Welcome to the machine

How Sweden’s domination of the international pop charts started when a failed glam rock front man met a bootleg DJ who couldn’t play a chord (and neither one was in Abba)

Oh, baby baby, I didn’t know Max Martin wasn’t his real name!

Every month I get a care package from Ralph. A legal envelope from the U.K. filled mostly with obituaries, the English do it much better, and ski stories (Did you know you could go heli-skiing in Iceland in June? I’m gonna start a Kickstarter to fund my trip, ha!) and odds and ends like this story from a Norwegian flight magazine about…Swedish music producers!

That’s right, Spotify is not the only Swedish export, the only thing tearing apart the fabric of the American music business. Hell, I learned more reading this piece than in a year’s worth of “Rolling Stone.”

HIT ME BABY ONE MORE TIME!

That’s right, Britney Spears’s initial hit, the one upon which she built her career, paying dividends a decade and a half later, was a Swedish production, the Scandinavians not only wrote it, they produced it and played on it!

Do you remember 1998? The tail end of the MTV era? When we were learning the children of the baby boomers were discovering music via Disney? When we heard about a phenom coming down the pike that was gonna sell millions of records?

She did.

Sure, the video was great, where she was shaking her barely pubescent tits, but really it was the track. The keyboard intro. The sultry vocal straight out of the Stones’ “Stray Cat Blues.” It was like the progeny of Mick was showing up to show him up.

Ain’t that the truth. Mick hasn’t done anything memorable since 1998. But that cannot be said of Max Martin. Hell, between “…Baby One More Time” and “Since U Been Gone” he’s assured himself social consciousness and financial longevity, irrelevant of what the nominating committee of the Rock and Roll Hall of Fame might believe.
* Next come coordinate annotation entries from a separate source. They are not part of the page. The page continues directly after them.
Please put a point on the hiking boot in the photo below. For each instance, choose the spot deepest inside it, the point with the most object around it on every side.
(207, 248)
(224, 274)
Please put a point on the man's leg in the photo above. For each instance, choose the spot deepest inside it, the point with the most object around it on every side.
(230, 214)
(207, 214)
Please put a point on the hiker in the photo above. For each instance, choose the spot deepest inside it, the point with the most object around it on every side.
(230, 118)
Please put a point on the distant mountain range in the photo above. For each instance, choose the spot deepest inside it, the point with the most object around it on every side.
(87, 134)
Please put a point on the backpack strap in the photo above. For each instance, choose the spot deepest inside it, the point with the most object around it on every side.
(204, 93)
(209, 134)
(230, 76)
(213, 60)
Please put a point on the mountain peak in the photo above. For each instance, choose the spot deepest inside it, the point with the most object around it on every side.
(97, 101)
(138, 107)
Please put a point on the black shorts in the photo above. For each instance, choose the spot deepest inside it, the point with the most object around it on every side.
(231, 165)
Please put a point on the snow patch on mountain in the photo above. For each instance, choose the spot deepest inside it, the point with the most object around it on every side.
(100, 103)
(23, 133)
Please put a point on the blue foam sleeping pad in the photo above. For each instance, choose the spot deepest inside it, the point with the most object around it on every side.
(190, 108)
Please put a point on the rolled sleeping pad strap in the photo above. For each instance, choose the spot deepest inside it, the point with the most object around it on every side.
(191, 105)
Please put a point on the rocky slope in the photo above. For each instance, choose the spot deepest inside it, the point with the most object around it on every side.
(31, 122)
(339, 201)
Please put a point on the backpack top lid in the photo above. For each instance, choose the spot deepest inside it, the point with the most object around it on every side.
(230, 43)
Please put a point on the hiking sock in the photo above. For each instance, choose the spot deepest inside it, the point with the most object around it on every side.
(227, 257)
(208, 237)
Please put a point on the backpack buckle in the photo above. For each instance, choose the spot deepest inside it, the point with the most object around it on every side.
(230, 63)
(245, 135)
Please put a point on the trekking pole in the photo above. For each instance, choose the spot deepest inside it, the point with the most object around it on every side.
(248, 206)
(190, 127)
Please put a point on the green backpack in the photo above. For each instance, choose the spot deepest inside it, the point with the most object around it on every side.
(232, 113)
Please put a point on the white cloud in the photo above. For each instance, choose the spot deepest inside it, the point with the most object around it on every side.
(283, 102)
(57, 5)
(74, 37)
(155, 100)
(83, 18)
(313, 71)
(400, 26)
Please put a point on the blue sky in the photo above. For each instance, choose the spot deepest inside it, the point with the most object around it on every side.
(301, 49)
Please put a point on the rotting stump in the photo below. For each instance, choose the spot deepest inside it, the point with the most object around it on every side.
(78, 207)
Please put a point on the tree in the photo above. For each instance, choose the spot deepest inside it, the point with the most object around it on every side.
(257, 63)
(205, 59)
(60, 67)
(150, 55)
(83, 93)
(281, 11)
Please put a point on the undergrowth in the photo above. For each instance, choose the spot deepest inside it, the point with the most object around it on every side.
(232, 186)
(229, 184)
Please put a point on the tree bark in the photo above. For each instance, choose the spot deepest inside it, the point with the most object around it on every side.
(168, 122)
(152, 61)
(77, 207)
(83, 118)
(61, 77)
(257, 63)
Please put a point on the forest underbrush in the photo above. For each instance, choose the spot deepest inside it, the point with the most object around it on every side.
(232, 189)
Oh, Max didn’t do “Since U Been Gone” alone, he wrote and produced it along with American Lukasz Gottwald, aka “Dr. Luke.” Nobody uses their real name anymore. Hell, Max Martin is really Karl Martin Sandberg!

You’ll find this out in this article.

And you’ll also find out that credit is given to the funding of the arts by the Swedish government. Music school pays off. The one in which you learn the scales and how to play as opposed to how to market. Because once you’ve mastered the fundamentals, you can go ANYWHERE!